Quantitative bone scintigraphy is a useful method to diagnose sacroiliitis. However, there is significant overlap between healthy and pathological sacroiliac index (SI) values for adult patients, while there are no such sufficient data for children. This study was aimed mainly to assess normal SI values in different age groups of pediatric patients using 2 different quantitative methods.


Normally reported bone scans of 79 children were retrospectively reviewed. Two different methods were used for quantitation. For the first method, sacrum was used as a background site while L5 vertebra was used instead for the second method. Right/left SI values of both methods were compared with each other in relation with gender and different age groups, as group 1 (1-5 years), group 2 (6-10 years), group 3 (11-15 years) and group 4 (16-18 years).

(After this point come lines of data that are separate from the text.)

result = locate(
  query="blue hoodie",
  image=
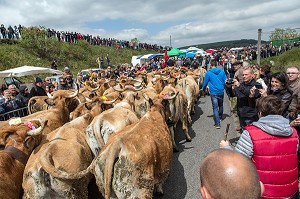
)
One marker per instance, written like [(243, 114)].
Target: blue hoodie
[(215, 78)]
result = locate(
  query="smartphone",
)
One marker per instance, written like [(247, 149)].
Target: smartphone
[(226, 132), (258, 86)]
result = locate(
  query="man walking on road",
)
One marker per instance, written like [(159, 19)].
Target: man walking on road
[(227, 174), (216, 79)]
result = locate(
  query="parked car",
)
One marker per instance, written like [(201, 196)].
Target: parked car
[(86, 71)]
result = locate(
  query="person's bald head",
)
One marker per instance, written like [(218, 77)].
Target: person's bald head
[(228, 174)]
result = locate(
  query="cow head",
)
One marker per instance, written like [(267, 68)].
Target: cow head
[(24, 136)]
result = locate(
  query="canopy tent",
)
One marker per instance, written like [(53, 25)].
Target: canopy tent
[(211, 51), (155, 55), (26, 70), (188, 54), (192, 48), (175, 52)]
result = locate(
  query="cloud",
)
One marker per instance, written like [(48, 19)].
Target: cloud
[(188, 22)]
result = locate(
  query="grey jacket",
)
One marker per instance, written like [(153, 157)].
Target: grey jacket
[(275, 125)]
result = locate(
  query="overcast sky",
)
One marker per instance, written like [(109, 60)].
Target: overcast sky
[(188, 22)]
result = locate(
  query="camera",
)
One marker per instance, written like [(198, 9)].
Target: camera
[(229, 81)]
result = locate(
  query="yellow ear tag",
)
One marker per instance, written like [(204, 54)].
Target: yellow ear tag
[(15, 121)]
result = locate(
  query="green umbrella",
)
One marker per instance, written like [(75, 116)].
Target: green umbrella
[(175, 52)]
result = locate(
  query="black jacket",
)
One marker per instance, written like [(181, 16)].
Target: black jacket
[(245, 104), (37, 91), (284, 95)]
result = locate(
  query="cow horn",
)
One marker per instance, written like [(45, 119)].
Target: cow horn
[(75, 93), (88, 99), (138, 88), (39, 129), (165, 78), (50, 96), (168, 97), (110, 102), (94, 89), (117, 89), (137, 80)]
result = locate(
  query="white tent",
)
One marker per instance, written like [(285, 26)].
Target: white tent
[(192, 48), (26, 70)]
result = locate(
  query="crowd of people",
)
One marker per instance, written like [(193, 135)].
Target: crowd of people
[(73, 37), (267, 106)]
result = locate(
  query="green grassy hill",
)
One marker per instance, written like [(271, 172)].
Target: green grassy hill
[(35, 49), (228, 44), (285, 60)]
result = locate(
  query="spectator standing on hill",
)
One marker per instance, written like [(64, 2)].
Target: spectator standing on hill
[(246, 104), (272, 145), (279, 88), (227, 174), (11, 32), (54, 65), (294, 86), (215, 78), (23, 96), (3, 31), (195, 63), (38, 89), (238, 74), (265, 73), (107, 60), (179, 63), (9, 102), (67, 72), (13, 90)]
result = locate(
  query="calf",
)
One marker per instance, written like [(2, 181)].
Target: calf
[(176, 109), (135, 162), (18, 141), (66, 149)]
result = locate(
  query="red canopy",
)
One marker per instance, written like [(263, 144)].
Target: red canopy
[(211, 51)]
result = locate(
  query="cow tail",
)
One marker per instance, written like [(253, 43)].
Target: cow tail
[(113, 153), (46, 159)]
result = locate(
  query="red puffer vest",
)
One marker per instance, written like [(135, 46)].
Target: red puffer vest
[(275, 158)]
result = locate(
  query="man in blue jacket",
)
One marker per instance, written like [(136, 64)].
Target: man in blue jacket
[(215, 78)]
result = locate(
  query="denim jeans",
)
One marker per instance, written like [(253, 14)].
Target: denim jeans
[(217, 104)]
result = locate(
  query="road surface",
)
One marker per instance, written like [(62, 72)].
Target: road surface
[(184, 179)]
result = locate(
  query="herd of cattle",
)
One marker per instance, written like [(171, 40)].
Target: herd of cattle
[(119, 131)]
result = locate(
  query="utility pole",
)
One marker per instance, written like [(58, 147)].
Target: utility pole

Additional comparison was made with a group of young-adult population of 21-30 years old as group 5 to assess the effect of age.


Gender-based comparison yielded significantly higher SI for females for the first method, while no significant difference existed for the second one. Significant increase in SI with both methods was found as age increased. Significantly lower SI was found from the second method, when similar age groups like group 1-2 or group 2-3 were compared with each other, while no such difference existed for the first method. For each individual patient from any age group, method-based comparison resulted in a significantly different SI with both methods.


In pediatric population, SI tends to increase as age increases. Quantitation method using sacrum as background yields significantly higher SI for female gender. Alternative use of L5 as background site for quantitation performs well in children. Since two methods resulted in significantly different SI, individualized cut-off values for each age group for any method are practically warranted.